- Origin: New Fairfield, Connecticut, United States
- Genres: Celtic, rock, blues, jazz, reggae, Latin, hip hop
- Years active: 2002–present
- Labels: Pine Hill Productions
- Members: Jesse Moses Devlin-Ofgang; Levon Devlin-Ofgang; Ilana Regina Devlin-Ofgang; Erik Devlin-Ofgang; Patty Devlin-Ofgang;
- Website: www.mactalla.com

= MacTalla Mor =

Celtic Roots band formed in 2002 in Connecticut

MacTalla Mor is a Celtic Roots band formed in 2002 in New Fairfield, Connecticut. The group blends traditional Gaelic music with rock, blues, jazz, reggae, Latin, and hip-hop influences. Composed entirely of members of the Devlin-Ofgang family, the band has performed at venues including Caesar’s Palace in Las Vegas, Central Park, and the Clearwater Festival, and has appeared on ESPN, NBC, and ABC television.

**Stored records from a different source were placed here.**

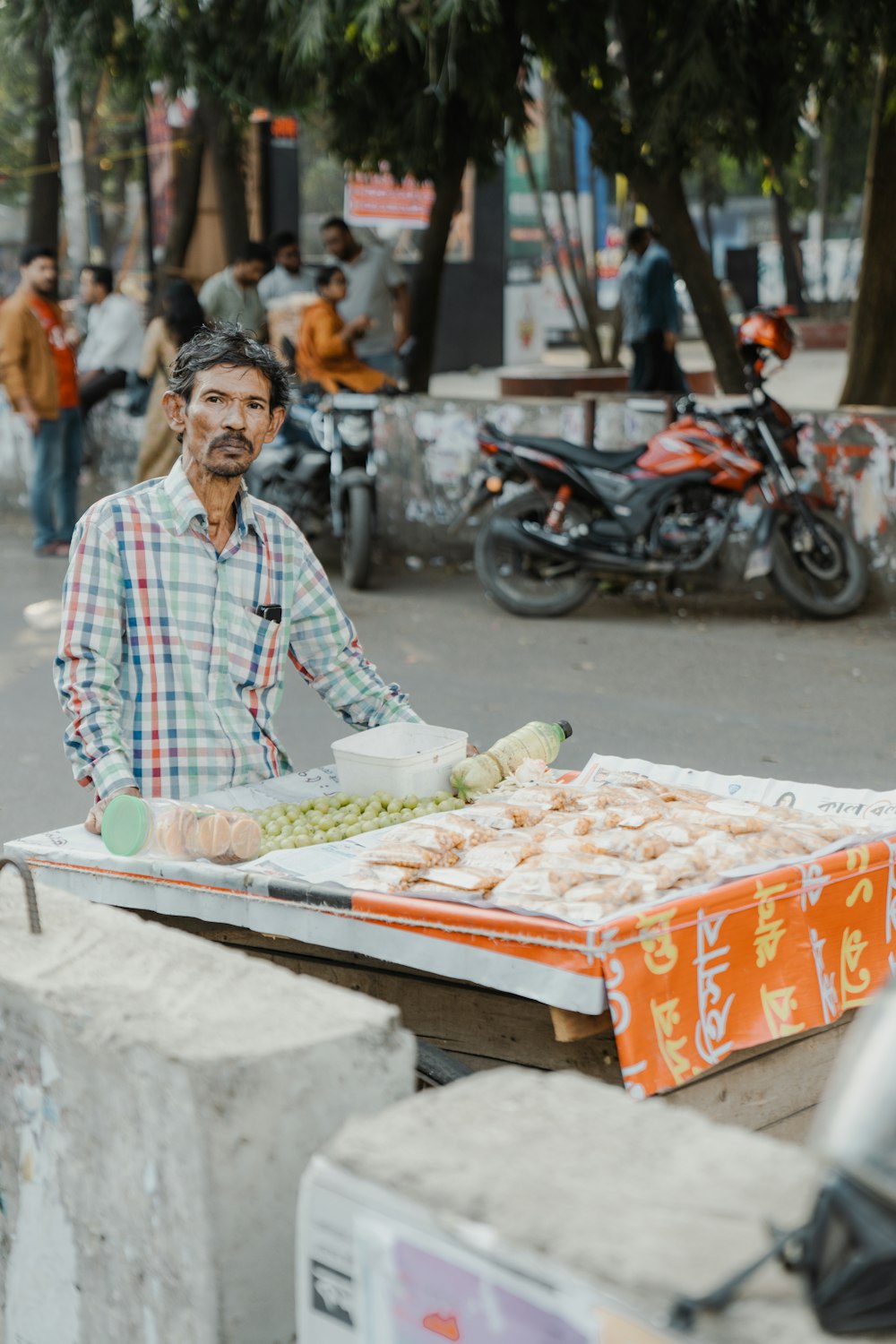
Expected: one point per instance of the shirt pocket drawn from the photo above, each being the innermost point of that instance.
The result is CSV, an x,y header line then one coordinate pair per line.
x,y
255,650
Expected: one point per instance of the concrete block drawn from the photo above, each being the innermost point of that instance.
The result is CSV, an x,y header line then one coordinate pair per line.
x,y
160,1097
641,1202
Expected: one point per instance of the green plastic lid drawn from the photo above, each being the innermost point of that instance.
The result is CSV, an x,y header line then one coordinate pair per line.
x,y
126,824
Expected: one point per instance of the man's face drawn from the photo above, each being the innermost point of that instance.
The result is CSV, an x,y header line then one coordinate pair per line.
x,y
40,274
89,289
289,258
335,289
249,271
339,242
228,419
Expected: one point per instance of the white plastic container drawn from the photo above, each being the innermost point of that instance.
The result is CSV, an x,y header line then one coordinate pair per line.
x,y
400,758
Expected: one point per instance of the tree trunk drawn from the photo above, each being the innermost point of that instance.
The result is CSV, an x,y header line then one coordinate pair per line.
x,y
72,163
427,280
871,376
43,194
187,180
665,199
793,268
225,137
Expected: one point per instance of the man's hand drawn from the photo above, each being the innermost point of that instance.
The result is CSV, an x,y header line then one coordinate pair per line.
x,y
30,416
94,816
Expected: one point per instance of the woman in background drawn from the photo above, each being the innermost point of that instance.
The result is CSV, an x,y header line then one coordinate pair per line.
x,y
325,352
180,319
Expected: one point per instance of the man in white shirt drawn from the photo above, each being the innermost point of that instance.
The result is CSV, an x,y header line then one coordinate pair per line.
x,y
287,277
378,290
115,338
231,296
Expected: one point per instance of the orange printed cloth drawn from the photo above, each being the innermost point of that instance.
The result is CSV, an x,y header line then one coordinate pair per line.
x,y
692,980
324,355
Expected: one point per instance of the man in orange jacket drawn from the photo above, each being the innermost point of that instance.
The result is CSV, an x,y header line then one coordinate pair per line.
x,y
38,371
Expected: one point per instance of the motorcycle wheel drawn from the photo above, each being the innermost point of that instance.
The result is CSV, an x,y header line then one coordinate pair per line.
x,y
358,537
522,583
820,586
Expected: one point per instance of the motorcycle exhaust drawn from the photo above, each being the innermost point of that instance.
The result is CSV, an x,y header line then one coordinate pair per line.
x,y
538,540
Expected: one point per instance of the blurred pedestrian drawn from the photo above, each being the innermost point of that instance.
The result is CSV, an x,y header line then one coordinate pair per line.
x,y
632,304
38,371
115,338
231,296
661,319
325,349
288,276
182,317
378,290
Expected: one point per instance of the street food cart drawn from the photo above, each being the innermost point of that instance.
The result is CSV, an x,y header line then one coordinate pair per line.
x,y
732,997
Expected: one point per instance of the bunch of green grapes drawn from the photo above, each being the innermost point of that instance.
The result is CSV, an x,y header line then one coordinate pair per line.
x,y
336,816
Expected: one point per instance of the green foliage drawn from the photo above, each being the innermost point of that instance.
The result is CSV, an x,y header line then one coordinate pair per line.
x,y
401,83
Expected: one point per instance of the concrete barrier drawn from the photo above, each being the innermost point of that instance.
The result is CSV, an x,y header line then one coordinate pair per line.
x,y
159,1099
426,449
556,1175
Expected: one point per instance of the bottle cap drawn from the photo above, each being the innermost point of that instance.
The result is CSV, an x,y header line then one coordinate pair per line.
x,y
125,825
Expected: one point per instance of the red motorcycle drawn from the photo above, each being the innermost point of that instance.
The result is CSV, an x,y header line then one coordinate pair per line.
x,y
565,516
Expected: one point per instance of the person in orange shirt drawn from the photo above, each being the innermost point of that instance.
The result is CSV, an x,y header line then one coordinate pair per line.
x,y
38,371
324,351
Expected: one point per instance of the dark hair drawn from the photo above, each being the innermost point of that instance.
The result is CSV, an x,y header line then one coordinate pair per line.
x,y
102,276
231,347
282,239
35,250
182,311
325,274
253,252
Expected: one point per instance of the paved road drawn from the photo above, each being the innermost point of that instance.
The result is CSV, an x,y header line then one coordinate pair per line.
x,y
715,683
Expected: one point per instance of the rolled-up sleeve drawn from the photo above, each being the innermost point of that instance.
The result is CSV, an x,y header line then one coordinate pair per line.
x,y
88,667
327,652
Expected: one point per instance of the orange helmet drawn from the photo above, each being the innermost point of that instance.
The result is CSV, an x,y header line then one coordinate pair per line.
x,y
766,331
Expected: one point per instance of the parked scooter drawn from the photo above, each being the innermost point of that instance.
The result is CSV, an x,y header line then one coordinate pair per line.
x,y
320,470
662,510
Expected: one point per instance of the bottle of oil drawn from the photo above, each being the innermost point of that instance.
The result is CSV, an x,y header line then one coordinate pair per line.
x,y
533,742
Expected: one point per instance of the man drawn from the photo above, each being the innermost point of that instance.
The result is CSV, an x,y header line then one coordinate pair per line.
x,y
115,338
185,596
288,276
632,304
231,296
661,319
38,371
376,290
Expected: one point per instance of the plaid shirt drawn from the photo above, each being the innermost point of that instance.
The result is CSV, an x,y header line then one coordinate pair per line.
x,y
166,671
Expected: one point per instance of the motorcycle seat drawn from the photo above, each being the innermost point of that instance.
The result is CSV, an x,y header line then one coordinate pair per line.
x,y
579,453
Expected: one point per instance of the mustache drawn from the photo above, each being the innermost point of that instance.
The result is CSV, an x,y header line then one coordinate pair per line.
x,y
234,440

Since their inception MacTalla Mor has toured the United States and Canada. They have played at Caesars Palace Las Vegas, Grandfather Mountain Highland Games, for ESPN, ABC and NBC TV and at Pete Seeger's Clearwater Festival.

The band has released four CDs. The CD "The New Colossus" released in 2008, was recorded in at A-Pawling Studio in Pawling New York in 2007. The CD's title track The New Colossus is based on a sonnet of the same name by Emma Lazarus the final lines of which were engraved on a bronze plaque in the pedestal of the Statue of Liberty in 1912.

== Instrumentation ==
- Jesse Mo' Ofgang- Guitar, Vocals
- Levon Ofgang- Guitar, Vocals
- Ilana Regina Ofgang- Piano, Vocals
- Patty Devlin Ofgang- Bodhran, Vocals
- Erik "MageErik" Ofgang - Bass, Vocals

== Discography ==
- Piping Hot 2005
- No Man's Land 2006
- Jacob's Ladder 2007
- The New Colossus (2008, Pine Hill Productions) – includes a title track adapted from Emma Lazarus’s poem “The New Colossus,” known for the Statue of Liberty inscription.

== Awards and recognition ==
- The band received a Connecticut State Citation recognizing their contributions to Celtic culture at the Round Hill Highland Games.